Toward the end, the pain had practically driven Elizabeth Martin mad.
By then, the cancer had spread everywhere, from her colon to her spine, her liver, her adrenal glands and one of her lungs. Eventually, it penetrated her brain. No medication made the pain bearable. A woman who had been generous and good-humored turned into someone her loving family hardly recognized: paranoid, snarling, violent.
California's aid-in-dying law, authorizing doctors to prescribe lethal drugs to certain terminally ill patients, was two years from going into effect in 2016. But Martin did have one alternative to the agonizing death she feared: palliative sedation.

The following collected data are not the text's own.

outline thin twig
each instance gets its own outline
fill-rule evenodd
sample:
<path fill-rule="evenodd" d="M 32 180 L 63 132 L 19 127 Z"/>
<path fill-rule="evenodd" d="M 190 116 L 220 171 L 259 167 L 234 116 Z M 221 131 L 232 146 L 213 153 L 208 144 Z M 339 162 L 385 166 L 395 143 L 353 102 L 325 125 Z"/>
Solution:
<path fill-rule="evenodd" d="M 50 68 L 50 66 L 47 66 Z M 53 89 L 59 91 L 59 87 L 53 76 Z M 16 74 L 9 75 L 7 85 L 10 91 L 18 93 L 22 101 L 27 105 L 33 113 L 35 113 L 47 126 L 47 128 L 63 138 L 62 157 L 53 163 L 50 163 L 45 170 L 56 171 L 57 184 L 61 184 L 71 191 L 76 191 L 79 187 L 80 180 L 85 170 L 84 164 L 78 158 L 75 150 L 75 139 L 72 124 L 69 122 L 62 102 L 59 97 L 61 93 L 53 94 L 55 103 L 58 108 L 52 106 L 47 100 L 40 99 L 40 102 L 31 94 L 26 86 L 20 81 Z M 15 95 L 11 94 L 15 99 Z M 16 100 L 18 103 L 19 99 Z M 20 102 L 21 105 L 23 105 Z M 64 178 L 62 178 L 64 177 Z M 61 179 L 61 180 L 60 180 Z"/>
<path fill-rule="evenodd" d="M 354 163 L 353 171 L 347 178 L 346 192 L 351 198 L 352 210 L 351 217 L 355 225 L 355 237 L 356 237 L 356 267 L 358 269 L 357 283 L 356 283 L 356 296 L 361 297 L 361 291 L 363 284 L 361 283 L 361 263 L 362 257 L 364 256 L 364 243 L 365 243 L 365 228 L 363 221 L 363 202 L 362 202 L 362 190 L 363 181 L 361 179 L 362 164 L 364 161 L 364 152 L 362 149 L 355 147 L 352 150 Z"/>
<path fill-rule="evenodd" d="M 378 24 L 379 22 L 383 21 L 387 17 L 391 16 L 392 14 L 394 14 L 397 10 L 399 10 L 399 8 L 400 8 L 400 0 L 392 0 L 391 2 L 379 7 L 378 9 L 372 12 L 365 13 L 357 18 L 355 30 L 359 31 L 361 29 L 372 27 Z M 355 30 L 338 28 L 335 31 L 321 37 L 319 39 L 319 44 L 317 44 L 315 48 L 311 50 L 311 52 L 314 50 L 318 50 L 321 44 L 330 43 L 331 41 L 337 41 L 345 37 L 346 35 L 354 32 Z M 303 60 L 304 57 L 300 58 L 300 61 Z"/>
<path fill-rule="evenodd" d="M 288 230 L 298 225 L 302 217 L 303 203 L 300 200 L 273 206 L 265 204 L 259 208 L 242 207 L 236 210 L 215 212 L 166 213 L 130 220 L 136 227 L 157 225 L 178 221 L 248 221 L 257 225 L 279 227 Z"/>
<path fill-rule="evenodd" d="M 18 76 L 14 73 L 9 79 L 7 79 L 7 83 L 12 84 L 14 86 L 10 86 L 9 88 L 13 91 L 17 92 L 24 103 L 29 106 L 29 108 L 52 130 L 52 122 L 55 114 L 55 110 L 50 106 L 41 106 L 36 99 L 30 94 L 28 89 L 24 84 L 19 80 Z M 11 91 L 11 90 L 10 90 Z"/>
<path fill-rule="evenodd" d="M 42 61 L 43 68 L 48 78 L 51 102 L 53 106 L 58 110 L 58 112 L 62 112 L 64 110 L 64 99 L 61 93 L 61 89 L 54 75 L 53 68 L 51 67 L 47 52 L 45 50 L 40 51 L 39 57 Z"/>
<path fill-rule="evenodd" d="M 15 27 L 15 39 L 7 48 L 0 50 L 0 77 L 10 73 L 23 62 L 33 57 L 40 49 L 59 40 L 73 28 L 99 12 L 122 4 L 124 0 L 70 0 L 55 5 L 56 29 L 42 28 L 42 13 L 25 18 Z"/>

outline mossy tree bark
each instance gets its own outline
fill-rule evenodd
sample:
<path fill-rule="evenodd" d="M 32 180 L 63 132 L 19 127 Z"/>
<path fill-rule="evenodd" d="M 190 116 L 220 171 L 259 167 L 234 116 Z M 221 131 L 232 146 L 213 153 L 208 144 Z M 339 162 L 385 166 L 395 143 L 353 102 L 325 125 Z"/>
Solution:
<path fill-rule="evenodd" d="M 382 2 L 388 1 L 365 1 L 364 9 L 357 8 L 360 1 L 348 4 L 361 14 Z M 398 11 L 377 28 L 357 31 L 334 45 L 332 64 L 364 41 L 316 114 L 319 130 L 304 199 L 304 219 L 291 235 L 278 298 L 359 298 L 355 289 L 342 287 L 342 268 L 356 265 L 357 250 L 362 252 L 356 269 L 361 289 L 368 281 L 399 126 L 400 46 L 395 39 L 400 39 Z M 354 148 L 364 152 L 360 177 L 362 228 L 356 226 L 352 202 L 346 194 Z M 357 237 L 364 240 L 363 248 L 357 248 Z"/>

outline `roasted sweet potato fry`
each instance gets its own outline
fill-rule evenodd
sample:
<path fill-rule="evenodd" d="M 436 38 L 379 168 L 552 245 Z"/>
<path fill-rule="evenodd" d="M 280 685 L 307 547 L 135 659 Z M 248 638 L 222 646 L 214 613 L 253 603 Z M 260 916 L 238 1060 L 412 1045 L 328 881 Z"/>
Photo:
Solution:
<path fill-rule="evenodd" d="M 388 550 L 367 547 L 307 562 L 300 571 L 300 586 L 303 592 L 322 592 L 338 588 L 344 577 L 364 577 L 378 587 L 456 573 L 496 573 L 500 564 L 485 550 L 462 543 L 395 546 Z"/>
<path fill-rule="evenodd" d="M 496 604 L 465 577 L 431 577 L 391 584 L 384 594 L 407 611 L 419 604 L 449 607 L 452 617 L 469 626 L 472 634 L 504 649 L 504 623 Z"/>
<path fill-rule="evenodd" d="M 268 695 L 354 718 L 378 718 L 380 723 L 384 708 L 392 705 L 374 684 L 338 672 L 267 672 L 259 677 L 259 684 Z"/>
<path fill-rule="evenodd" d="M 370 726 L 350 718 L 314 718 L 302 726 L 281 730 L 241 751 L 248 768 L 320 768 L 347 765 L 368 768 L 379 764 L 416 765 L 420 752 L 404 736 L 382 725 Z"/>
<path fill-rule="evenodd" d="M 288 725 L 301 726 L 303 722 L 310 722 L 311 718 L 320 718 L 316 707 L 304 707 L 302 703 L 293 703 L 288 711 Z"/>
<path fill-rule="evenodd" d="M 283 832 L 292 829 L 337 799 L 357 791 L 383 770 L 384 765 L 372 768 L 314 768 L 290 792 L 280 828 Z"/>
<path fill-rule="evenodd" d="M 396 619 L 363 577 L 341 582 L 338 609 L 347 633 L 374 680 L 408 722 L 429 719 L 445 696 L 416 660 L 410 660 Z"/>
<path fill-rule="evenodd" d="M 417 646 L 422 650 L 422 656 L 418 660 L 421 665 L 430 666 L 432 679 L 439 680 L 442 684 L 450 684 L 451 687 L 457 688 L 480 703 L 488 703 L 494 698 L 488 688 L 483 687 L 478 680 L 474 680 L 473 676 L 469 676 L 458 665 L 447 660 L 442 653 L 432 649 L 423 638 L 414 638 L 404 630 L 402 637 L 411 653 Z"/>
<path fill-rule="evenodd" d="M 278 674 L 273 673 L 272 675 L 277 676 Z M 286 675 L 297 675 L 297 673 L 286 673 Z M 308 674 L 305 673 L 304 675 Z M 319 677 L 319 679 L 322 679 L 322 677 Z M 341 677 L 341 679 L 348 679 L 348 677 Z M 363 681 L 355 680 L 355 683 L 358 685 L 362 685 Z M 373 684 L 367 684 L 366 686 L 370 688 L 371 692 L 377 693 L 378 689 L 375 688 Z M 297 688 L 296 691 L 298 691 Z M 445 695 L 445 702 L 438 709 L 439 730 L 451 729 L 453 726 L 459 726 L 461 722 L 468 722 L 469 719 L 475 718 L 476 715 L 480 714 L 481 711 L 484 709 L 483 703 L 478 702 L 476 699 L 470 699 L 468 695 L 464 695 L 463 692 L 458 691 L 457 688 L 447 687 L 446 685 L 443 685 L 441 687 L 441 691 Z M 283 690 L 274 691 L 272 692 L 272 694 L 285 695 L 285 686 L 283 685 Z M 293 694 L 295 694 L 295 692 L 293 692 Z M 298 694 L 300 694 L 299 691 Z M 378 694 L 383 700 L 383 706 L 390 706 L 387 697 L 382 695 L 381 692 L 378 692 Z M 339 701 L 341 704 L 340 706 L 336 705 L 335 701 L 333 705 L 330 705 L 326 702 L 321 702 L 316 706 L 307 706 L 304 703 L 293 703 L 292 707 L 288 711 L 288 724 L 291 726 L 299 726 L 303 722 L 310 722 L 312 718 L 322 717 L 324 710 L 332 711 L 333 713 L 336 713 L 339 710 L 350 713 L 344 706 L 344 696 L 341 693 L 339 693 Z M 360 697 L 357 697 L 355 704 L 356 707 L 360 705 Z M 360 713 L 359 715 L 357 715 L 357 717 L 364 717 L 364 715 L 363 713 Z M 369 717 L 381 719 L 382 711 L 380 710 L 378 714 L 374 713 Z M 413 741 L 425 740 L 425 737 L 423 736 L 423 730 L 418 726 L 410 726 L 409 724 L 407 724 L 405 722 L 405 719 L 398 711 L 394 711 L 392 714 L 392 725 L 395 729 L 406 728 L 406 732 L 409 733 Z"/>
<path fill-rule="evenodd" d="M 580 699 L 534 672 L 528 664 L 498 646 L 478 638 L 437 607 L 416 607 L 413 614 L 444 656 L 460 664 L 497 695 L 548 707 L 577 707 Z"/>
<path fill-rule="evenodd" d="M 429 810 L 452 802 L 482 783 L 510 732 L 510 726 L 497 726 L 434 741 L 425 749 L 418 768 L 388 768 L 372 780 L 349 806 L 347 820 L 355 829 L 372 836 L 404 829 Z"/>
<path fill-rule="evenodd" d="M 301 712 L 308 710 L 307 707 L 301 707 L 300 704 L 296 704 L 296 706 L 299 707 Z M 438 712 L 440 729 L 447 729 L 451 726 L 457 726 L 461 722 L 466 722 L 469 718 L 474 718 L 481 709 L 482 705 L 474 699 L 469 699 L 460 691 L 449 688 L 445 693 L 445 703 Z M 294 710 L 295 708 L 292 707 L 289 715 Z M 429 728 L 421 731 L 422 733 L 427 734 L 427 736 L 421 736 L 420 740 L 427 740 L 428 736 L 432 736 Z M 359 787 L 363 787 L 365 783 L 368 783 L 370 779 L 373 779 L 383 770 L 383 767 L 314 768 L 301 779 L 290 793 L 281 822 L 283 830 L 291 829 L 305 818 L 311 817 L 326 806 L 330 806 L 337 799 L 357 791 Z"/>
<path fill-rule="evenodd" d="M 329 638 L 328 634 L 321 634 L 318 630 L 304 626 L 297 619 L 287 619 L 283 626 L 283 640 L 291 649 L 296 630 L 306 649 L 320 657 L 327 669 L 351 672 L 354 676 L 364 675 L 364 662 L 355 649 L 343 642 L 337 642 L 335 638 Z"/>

Under palliative sedation, a doctor gives a terminally ill patient enough sedatives to induce unconsciousness. The goal is to reduce or eliminate suffering, but in many cases the patient dies without regaining consciousness.
Martin's older sister Anita Freeman said, "At least she got into that coma state versus four to eight weeks of torture."
While aid-in-dying, or "death with dignity," is now legal in seven states and Washington, D.C., medically assisted suicide retains tough opposition. Palliative sedation, though, has been administered since the hospice care movement began in the 1960s and is legal everywhere.
Doctors in Catholic hospitals practice palliative sedation even though the Catholic Church opposes aid-in-dying. According to the U.S. Conference of Catholic Bishops, the church believes that "patients should be kept as free of pain as possible so that they may die comfortably and with dignity."
Other groups, such as the National Hospice and Palliative Care Organization, recommend that providers use as little medication as needed.